Just before the Buddha’s passing he told his followers that everything he knows has been taught to them. However, he taught them orally, that is, he left no writings behind. While his followers did their best to continue the oral tradition of the teaching (an expression of impermanence) they eventually decided to put what he taught down in writing.
The written teachings became known as the Tripitaka or ‘three baskets’. The baskets consisted of rules of the community (sangha) are called the jataka. The “actual” words of the Buddha were called the sutras. And the commentaries are called the abhidharma. These were confirmed and laid down over several “councils”. The most important writings are the sutras. The Pali Canon consist of five divisions.

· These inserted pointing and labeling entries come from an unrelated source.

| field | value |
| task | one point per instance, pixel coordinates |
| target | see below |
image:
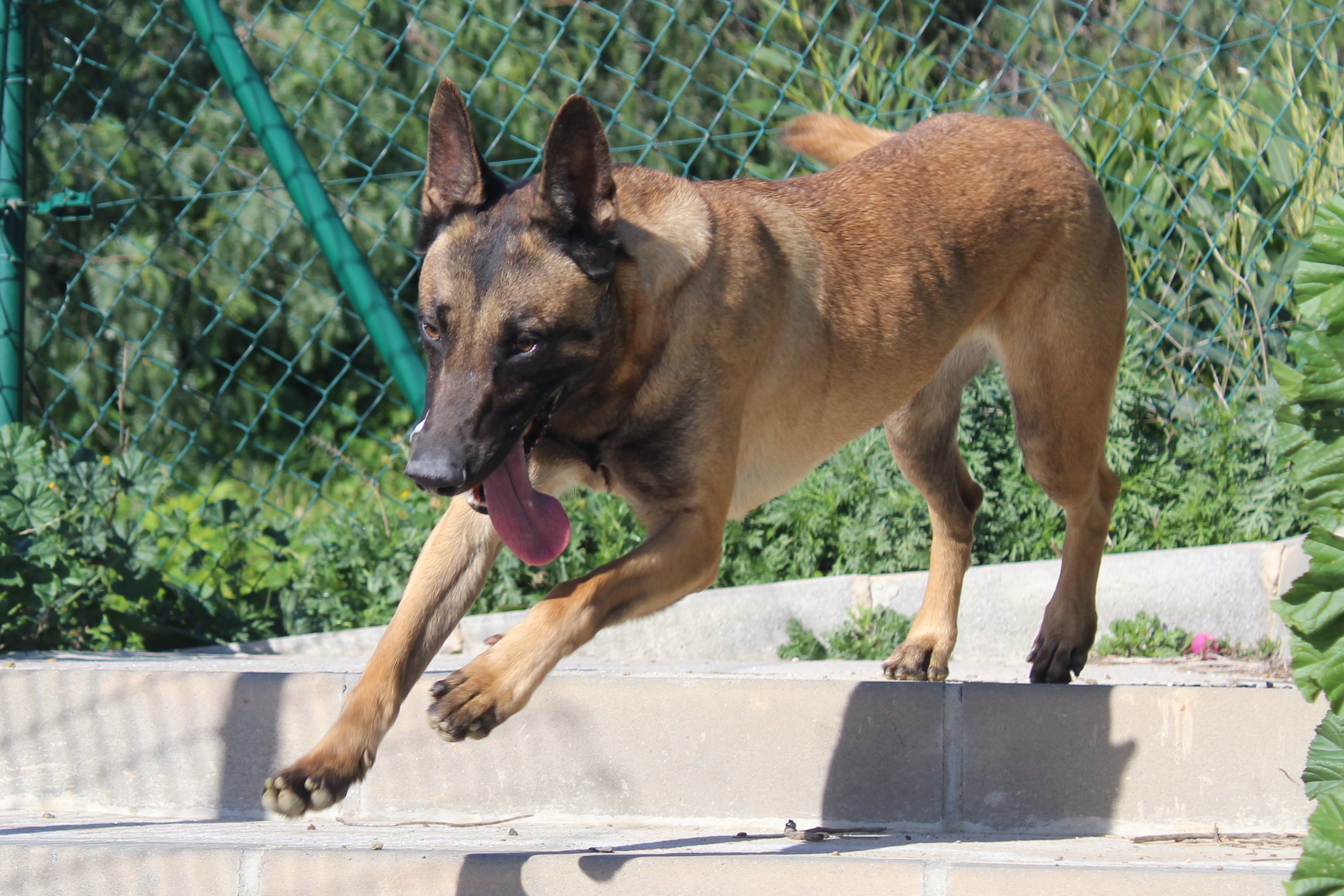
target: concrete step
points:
(100, 855)
(1223, 590)
(678, 745)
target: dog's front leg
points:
(678, 558)
(447, 580)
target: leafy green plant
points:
(870, 633)
(1144, 636)
(1311, 430)
(78, 563)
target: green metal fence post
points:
(14, 175)
(286, 155)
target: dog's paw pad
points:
(461, 710)
(294, 792)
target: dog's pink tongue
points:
(534, 526)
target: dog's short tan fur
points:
(752, 330)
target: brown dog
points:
(699, 347)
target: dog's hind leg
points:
(924, 440)
(1060, 356)
(445, 581)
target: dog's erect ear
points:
(456, 175)
(576, 194)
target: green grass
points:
(1144, 636)
(872, 633)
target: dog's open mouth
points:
(531, 436)
(534, 526)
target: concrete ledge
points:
(91, 856)
(107, 735)
(1223, 590)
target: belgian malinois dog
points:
(697, 348)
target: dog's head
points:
(515, 300)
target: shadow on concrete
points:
(1041, 762)
(492, 875)
(250, 735)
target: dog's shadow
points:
(1011, 769)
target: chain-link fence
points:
(185, 308)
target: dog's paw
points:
(917, 660)
(470, 703)
(312, 785)
(1061, 651)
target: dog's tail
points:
(831, 139)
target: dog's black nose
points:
(436, 475)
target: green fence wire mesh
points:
(191, 315)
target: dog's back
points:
(831, 139)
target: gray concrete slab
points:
(77, 855)
(673, 742)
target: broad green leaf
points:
(1326, 758)
(1320, 871)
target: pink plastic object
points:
(1203, 644)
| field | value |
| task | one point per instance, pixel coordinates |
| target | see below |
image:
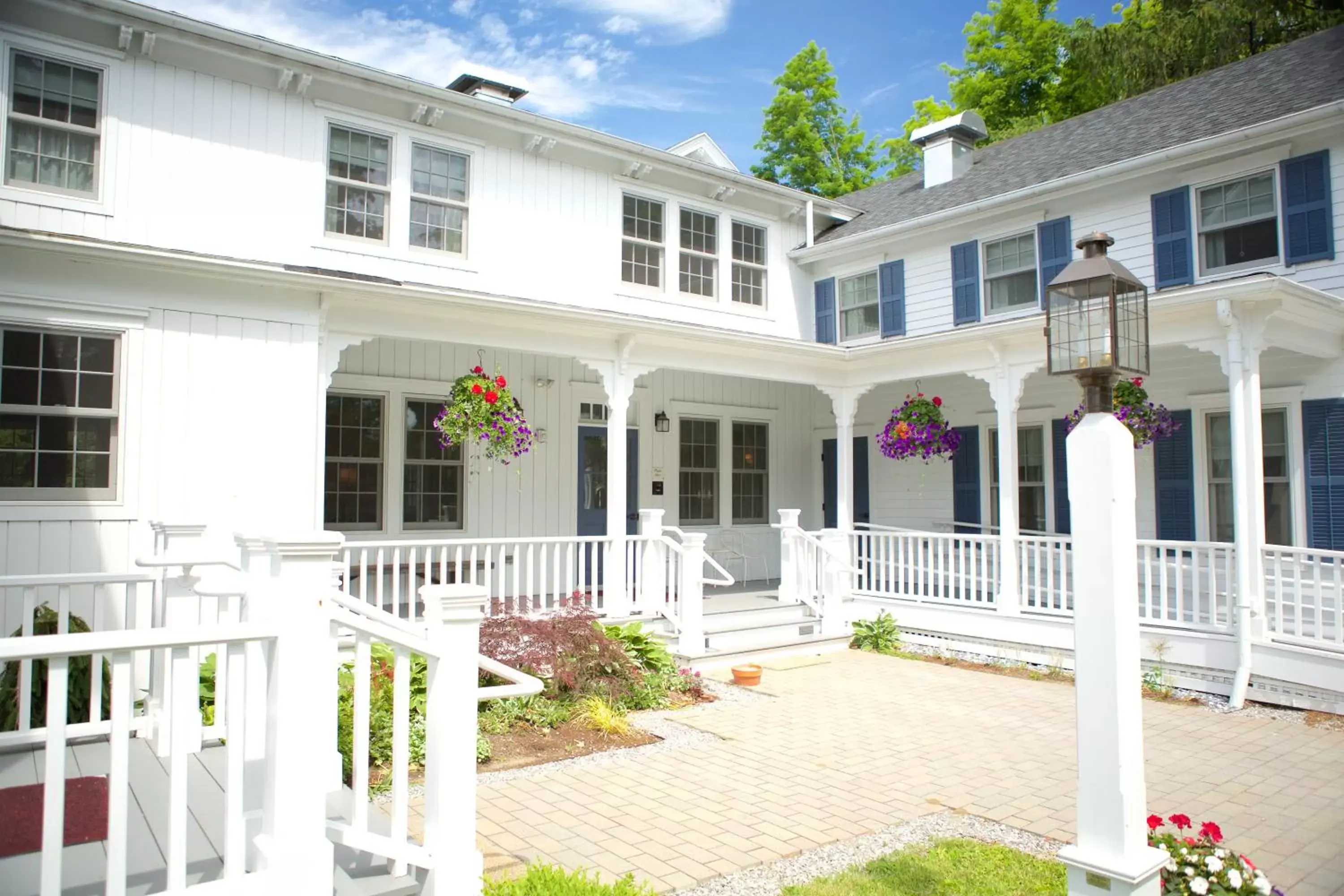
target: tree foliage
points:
(808, 140)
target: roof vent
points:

They are 1) the long discourses (Digha Nikaya), 2) middle length discourses (Majjhima Nikaya), 3) the connected discourses, 4) the numerical discourses, and 5) he miscellaneous collections.
In these we get a sense of the time of the Buddha, the culture and society to which he belonged. Sometimes these are the only written records we have of this place and period.
The Pali Canon being the oldest collection is considered the most authentic. But these are not the only writings. From around the 1st Century CE we see a new set of writings appear, those in Sanskrit. These were developed in the North-West of the Indian sub-continent in present day Pakistan and Afghanistan. Different to the Pali they were less concerned with the Historical Buddha than with the spiritual or Transcendental Buddha. The settings for his discourses in these are generally in celestial realms and concern deeper more abstract aspects of Buddhism. Furthermore, they develop upon the earlier teachings in ways which are beyond the contents in the Pali Canon.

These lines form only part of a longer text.